Miss Bradbury saw at a glance that Bob welcomed the assistance of even the dilapidated Mahlon, for Pete and Jake were uncertain, whereas the duties of each day were as certain as the rising of the sun. Miss Keren therefore engaged Mahlon "to paddle around the Ark," as Bob expressed it, to the ridiculous delight of that abject person, who fully appreciated the gain he had made in insinuating himself into the Ark. "Only," said Miss Bradbury whimsically, "if we could have known it was he who haunted the place by nights we could have dispensed with Dundee's services."

After tea the heavy clouds which had been gathering all the afternoon in white curled masses in the west, mounted higher with the sunset, and turned black and purple, emitting low growls, and occasionally parting to show long, jagged stripes of flame.

"It will be a good one when it gits here," remarked Rosie, putting the remaining biscuits into the bread box. "It's goin' to come sudden, too. If you've let anything to do after supper, Bob, you'd better be about it."

"Everything is battened down and tight caulked for the gale, Captain Gruber," replied Bob in nautical, but indistinct terms, his mouth being occupied with a postscript to supper, in the form of a stolen piece of Happie's cake.

It was nine o'clock, however, before the storm burst with sudden fury out of a greenish-blackness of sky and atmosphere that added to the horror of the vivid lightning.

Miss Bradbury sat erect on a straight chair with her feet on another, in rigid contempt of her own undeniable fear. Mrs. Scollard held Laura and Polly, one in each arm, and Bob and Happie tried to sing, but they missed Margery's sweet alto, and succeeded less well than usual in distracting the family attention from the storm. At its height a carriage dashed up the driveway, and a woman's voice cried: "Whoa!"

"Some one's got caught," observed Rosie, as the family looked at one another, the younger ones with a natural tendency to find something portentous in this arrival out of the wildness and blackness of the night.

"It's like Guy Mannering," whispered Happie to Bob.

Rosie opened the door. They heard her exclaim: "Well, for goodness' sake!"

Then she led the way into the library, as it had beendecided to call what had been the parlor, and what Rosie still designated "the room."

She was followed by Miss Eunice Neumann, her sister, and an older woman; all three were very wet and looked as disgusted as mortals could look.

"We thought we'd git home ahead of it," remarked Eunice Neumann by way of greeting, not specifying what they had hoped to outstrip. "But it came up faster than what we thought it would, and when we got here Emmaline said she'd know it if she'd go further, so we come in here. Mahlon took the horse," she added to Rosie, as if she had the first claim to an explanation.

"I'm glad you did not try to go on," said Mrs. Scollard, rising. "Even the distance to your house is too great to travel in weather such as this is. Shall Bob make a fire, a wood-fire on the hearth, Miss Keren? And Rosie will take Miss Neumann up-stairs and lend you dry garments, while yours are hung in the kitchen."

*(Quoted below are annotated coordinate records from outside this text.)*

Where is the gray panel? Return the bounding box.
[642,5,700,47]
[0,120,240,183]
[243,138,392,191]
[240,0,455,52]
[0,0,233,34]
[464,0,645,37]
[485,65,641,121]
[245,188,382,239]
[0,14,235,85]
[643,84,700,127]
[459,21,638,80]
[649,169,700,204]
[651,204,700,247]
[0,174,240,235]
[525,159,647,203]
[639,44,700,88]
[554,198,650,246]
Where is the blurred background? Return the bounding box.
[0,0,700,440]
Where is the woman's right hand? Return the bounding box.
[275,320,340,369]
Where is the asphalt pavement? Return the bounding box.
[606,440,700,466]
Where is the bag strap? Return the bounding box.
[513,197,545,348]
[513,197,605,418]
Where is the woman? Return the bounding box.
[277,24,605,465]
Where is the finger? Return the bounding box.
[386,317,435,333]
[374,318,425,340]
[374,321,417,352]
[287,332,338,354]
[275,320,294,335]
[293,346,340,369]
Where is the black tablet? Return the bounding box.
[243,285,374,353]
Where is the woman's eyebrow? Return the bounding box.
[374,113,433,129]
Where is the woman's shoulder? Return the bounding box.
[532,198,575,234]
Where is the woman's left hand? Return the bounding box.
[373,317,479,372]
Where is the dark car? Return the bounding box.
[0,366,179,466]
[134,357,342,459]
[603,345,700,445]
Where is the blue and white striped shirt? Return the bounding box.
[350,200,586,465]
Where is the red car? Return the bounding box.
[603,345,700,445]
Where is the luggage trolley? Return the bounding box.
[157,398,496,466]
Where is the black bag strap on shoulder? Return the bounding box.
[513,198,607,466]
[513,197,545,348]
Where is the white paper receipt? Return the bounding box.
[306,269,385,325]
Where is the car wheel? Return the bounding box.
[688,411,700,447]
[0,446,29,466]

"No, sir; I hain't goin' to bother changin'," said Eunice emphatically. "We'll sit on these wooden chairs. 'Twon't hurt them none to git wet." So saying she drew forth three cherished old chairs which had been Miss Bradbury's grandmother's, and established herself on the first one, setting her sister and her friend an example.

"Bob, please make a fire," said Miss Bradbury. "We do not know this third lady?"

"That there one with 'em is Emmaline Gulick," said Rosie, supplying the deficiencies of introduction, as Eunice disregarded Miss Bradbury's reminder. She spoke, to Mrs. Scollard's embarrassment, in her usual tone, but the reason for this speedily developed.

"She's as deef as a whole row of posts," Rosie continued. "She used to live around here, but she moved down country; she's visitin' the Neumanns now."

"Yes," said Reba speaking unexpectedly. "We feel sorry fer her."

"Is Gretta at home alone?" asked Happie, shrinking from a particularly vivid flash of lightning as she looked out of the window.

"Yes, she is, and lucky to be there yet; I wisht I was," said Eunice. "You've got it nice here now. I wonder you hain't afraid, takin' what belongs to an orphan girl."